Wednesday, June 17, 2015

He's a princess

BULLY BOY PRESS &     CEDRIC'S BIG MIX -- THE KOOL AID TABLE

TODAY COMPARISONS WERE MADE OF KING JOHN TO FADED CELEBRITY BARRY O.

THE COMPARISON DID NOT GO OVER WELL AT THE WHITE HOUSE.


STOMPING HIS FEET, BARRY O INSISTED HE WAS NOT A KING! "I AM YOUNG AND PRETTY AND A PRINCESS!  I AM PRINCESS BARRY!"


FROM THE TCI WIRE:


Last week, Barack Obama made some remarks that continue to haunt him.  One person sounding off?  Former Secretary of Defense Robert Gates.  Martin Matishak (The Hill) speaks with Gates:

“Just adding another few hundred troops doing more of the same I think is not likely to make much of a difference,” he said.
“We have to figure out what our strategy is. We should have had a strategy a year ago that took into account differences within the Iraqi government and the sectarian difference in the country and so on,” Gates added. 


Gates is far from the only one concerned with Barack's more of the same passed off as 'strategy' or a 'plan.'  The editorial board of the Baltimore Sun weighs in:

The chances that a few hundred more American advisers can turn the situation around are remote unless Iraqi leaders can get their act together and unify the country against ISIS. Until that happens, sending more U.S. troops only serves as window dressing for a continued U.S. withdrawal from the region.
After years of U.S. effort and billions of dollars spent training and equipping the Iraqi security forces, only to see them suffer a humiliating setback when Islamic State fighters captured the city of Ramadi last month, it's clear the U.S. strategy isn't working. Airstrikes by the U.S.-led coalition haven't stopped ISIS advances on the ground, and U.S. commanders openly admit that plans to retake the major Iraqi city of Mosul, which fell to the insurgents last summer, are now on hold indefinitely.

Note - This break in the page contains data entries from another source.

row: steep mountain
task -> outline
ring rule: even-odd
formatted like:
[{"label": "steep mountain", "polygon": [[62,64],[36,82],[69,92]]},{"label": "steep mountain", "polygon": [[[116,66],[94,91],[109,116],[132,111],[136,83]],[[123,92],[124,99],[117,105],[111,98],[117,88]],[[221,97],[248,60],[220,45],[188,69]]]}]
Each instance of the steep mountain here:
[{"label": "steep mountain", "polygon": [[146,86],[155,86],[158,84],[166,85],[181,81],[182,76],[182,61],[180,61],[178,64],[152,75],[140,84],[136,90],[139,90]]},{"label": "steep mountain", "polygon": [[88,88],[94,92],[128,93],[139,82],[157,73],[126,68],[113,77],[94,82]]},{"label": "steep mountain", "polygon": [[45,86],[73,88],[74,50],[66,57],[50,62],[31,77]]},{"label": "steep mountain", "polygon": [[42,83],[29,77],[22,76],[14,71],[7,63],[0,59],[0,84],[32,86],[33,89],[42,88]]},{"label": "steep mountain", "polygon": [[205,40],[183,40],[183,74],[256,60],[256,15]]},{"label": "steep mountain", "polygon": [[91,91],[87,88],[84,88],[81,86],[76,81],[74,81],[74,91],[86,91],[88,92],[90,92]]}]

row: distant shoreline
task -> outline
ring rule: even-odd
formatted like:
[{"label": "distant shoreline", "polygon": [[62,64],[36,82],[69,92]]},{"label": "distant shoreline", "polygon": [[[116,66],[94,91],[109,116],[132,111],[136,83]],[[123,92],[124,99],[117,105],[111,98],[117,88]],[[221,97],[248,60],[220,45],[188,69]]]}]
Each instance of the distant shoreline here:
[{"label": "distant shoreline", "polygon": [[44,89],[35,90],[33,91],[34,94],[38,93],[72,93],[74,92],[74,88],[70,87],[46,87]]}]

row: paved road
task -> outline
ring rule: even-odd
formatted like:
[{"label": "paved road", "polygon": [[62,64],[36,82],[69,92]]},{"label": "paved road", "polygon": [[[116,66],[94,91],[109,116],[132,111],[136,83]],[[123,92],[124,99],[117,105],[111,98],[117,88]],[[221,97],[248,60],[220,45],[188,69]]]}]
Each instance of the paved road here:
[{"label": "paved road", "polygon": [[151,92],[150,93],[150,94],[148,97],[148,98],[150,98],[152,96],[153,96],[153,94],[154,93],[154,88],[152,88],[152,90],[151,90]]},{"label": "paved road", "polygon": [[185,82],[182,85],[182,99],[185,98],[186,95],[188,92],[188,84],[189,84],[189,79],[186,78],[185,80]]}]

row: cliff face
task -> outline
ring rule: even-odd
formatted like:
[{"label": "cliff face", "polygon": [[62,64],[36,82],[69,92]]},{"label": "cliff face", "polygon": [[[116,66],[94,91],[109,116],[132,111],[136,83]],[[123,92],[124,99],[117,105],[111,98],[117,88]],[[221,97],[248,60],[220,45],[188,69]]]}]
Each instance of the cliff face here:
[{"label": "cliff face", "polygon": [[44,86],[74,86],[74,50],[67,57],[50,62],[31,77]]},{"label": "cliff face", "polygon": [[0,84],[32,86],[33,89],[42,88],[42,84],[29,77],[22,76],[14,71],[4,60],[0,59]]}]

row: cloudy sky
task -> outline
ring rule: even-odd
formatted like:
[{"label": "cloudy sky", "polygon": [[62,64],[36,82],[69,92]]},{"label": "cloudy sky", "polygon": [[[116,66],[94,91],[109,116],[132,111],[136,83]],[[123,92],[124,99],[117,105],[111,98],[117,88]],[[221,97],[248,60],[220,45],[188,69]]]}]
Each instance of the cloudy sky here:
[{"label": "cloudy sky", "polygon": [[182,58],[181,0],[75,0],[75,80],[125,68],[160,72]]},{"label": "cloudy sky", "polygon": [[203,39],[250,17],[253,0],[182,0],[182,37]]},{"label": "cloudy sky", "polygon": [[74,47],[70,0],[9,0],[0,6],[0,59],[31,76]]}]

There's no telling how long the current military stalemate will last, but ISIS clearly has the advantage.
[. . .]
We are first to admit that there is no easy solution here, but the American public is being ill served by any suggestion that what Mr. Obama is doing will make the slightest difference. Sending a few hundred troops merely gives the impression that he is taking action while really just kicking the can down the road for the next American president to contend with.


Exactly.


At Reuters, Peter Van Buren shares his take which includes:


This is likely only the beginning of Obama’s surge. General Martin Dempsey, chair of the Joint Chiefs of Staff, outlined the establishment of what he called “lily pads” — American base-lets scattered around the country. Of course, like Taqaddum, these lily pads will require hundreds more American military advisers to serve as flies, at risk of being snapped up by an Islamic State frog.  Any attack on U.S. troops would require a response, a cycle that could draw the U.S. deeper into open conflict.
The new strategy also revises the role of American troops in Iraq. “Advise and assist” is the new “training.” While careful to say Americans would not engage in combat per se, signals suggest advice and assistance will be dispensed quite close to the front.
In sum: More troops, more bases, more forward-leaning roles, all operating at times against the will of a host government the United States appears to have lost patience with. The bright light of victory is years down a long tunnel.
We’ve seen this before. It was Vietnam.
Some details are different. The jumps from air power to trainers to advisors to combat troops took years in the Vietnam War. Obama has reached the advisor stage in just months. The Iranians fighting in Iraq do share a short-term goal with the United States in pushing back Islamic State, but like the Russians and Chinese in Vietnam, ultimately have an agenda in conflict with American policy.

Meanwhile, similarities scream. As in Vietnam, a series of U.S.-midwifed governments in Baghdad have failed to follow Washington’s orders; they have proceeded independently amid incompetence and corruption. Both wars are characterized as good versus evil (baby killers in Vietnam, jihadis chopping off heads with swords in Iraq); both were sold under questionable pretenses (humanitarian intervention in Iraq, reaction to an alleged but doubtful attack on U.S. Navy ships in the Gulf of Tonkin in 1964) and as part of a great global struggle (against communism, against Islamic extremism). Despite the stakes claimed, few allies, if any, join in. In each war, the titular national army — trained, advised and retrained at great cost — would not fight for its country. The host country is charged with ultimate responsibility for resolving its (American-created) problems, even as America assumes a greater role.


And on the ground in Iraq, the dying continues.  Margaret Griffis (Antiwar.com) counts 275 violent deaths across Iraq today.  275 dead doesn't have the bright spin Brett McGurk likes to offer -- maybe the reason that the administration avoids talking about the dead unless it's the dead killed by US war planes dropping bombs from overhead -- at which point, it's talk of dead 'terrorists' while repeatedly ignoring that all the dead are not terrorists and that these bombs have killed a large number of civilians.